Jesus and the "Five Points"
Jesus and the "Five Points"
To speak of "Calvinism" or "The Five Points of Calvinism" is something of a misnomer. Not that Calvin would have disagreed with the doctrines thus espoused by the Synod of Dort in 1618, but we must not imagine that these ideas originated with John Calvin and his contemporaries. On the contrary, we might easily address this teaching as "Augustinianism" or even "Paulism". We even find Jesus teaching the same things in the compass of a few verses in John 6!
The Synod of Dort met to counter the teaching of one Jacobus Arminius whose doctrine was presented to the Dutch Parliament in "Five Points" challenging the Reformation teachings of the Belgic and Heidelberg Confessions of Faith.
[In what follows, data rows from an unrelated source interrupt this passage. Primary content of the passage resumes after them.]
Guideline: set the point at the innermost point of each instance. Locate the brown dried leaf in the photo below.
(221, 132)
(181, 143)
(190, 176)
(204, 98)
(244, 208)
It was in "Five Points" that the Synod of Dort replied.
The Arminian Remonstrance ran roughly along these lines:
- Although affected by the Fall, man still had a measure of free will whereby he might choose to receive the gospel;
- God's election of certain individuals was conditional upon their desire to be saved;
- Christ died to save all men, universally, giving God the ability to pardon those who believed;
- The work of the Holy Spirit in regeneration depended upon the cooperation of the sinner;
- It was possible to fall from grace: to be saved today, but lost tomorrow.
The response of the Synod of Dort in reaffirming the Reformed position took the form of an acrostic on the word "TULIP". It is along the lines of this convenient device that we shall look at Jesus' teaching in John 6:36-37. In its context, of course, this saying of Jesus falls in the midst of his teaching about himself as the bread of life (v. 35), one of the great "I am" sayings of the gospel of John, but we shall limit ourselves for the purposes of this study to showing that Jesus taught what we now know as "The Five Points of Calvinism".
Total Depravity⤒🔗
"Total depravity" refers to man's inability to choose anything spiritually good for himself. Jesus said: "But I said unto you, that ye also have seen me, and believe not" (v. 36); "No man can come to me, except the Father, which hath sent me, draw him" (v. 44).
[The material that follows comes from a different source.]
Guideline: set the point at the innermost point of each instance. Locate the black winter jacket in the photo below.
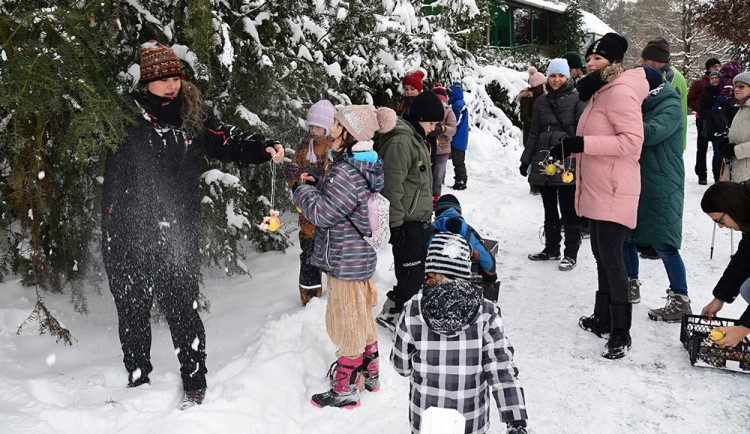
(728, 287)
(546, 130)
(151, 188)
The Fall of Adam as the representative head of the human race was such that, on account of his covenant relationship with God, "in Adam's Fall, we sinned all", as the couplet goes. The apostle Paul begins his argument for the grace of God in giving Jesus Christ as the new head of the race, thus: "as by one man sin entered the world, and death by sin; and so death passed upon all men, for that all have sinned..." (Romans 5:12); and after a long parenthesis he picks up the thought again: "as by the offence of one judgment came upon all men to condemnation..." (v. 18); and again: "as by one man's disobedience many were made sinners..." (v. 19).
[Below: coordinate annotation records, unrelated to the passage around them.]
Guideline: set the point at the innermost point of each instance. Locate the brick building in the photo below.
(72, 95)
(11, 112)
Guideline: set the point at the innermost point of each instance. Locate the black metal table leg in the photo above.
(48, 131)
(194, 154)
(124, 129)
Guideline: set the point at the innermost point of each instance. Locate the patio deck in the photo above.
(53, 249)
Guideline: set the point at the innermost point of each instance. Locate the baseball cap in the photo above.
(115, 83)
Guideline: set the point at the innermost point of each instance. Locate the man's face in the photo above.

Such is our bondage to original sin that the Psalmist cried: "Behold, I was shapen in iniquity; and in sin did my mother conceive me" (Psalm 51:5). This is not a slight on the chastity of David's mother, but an acknowledgement of the state into which that first sin of Adam plunged the whole human race. Paul describes the plight of these outside of Christ as "dead in trespasses and sins" (Ephesians 2:1).
Our association with Adam's sin is further aggravated by our own actual sins. According to Eliphaz the Temanite, this consists in man's "drinking iniquity like water" (Job 15:16). The prophet Isaiah brings to us the totality of our depravity when he displays it as reaching even to the best things that we do: "we are all as an unclean thing, and all our righteousnesses are as filthy rags" (64:6). Paul brings together several threads of this Old Testament teaching in Romans 3:10-18:
There is none righteous (moral), no not one; there is none that understandeth (intellectual); there is none that seeketh after God (will). They are all gone out of the way, they are together become unprofitable; there is none that doeth good, no, not one ... There is no fear of God before their eyes.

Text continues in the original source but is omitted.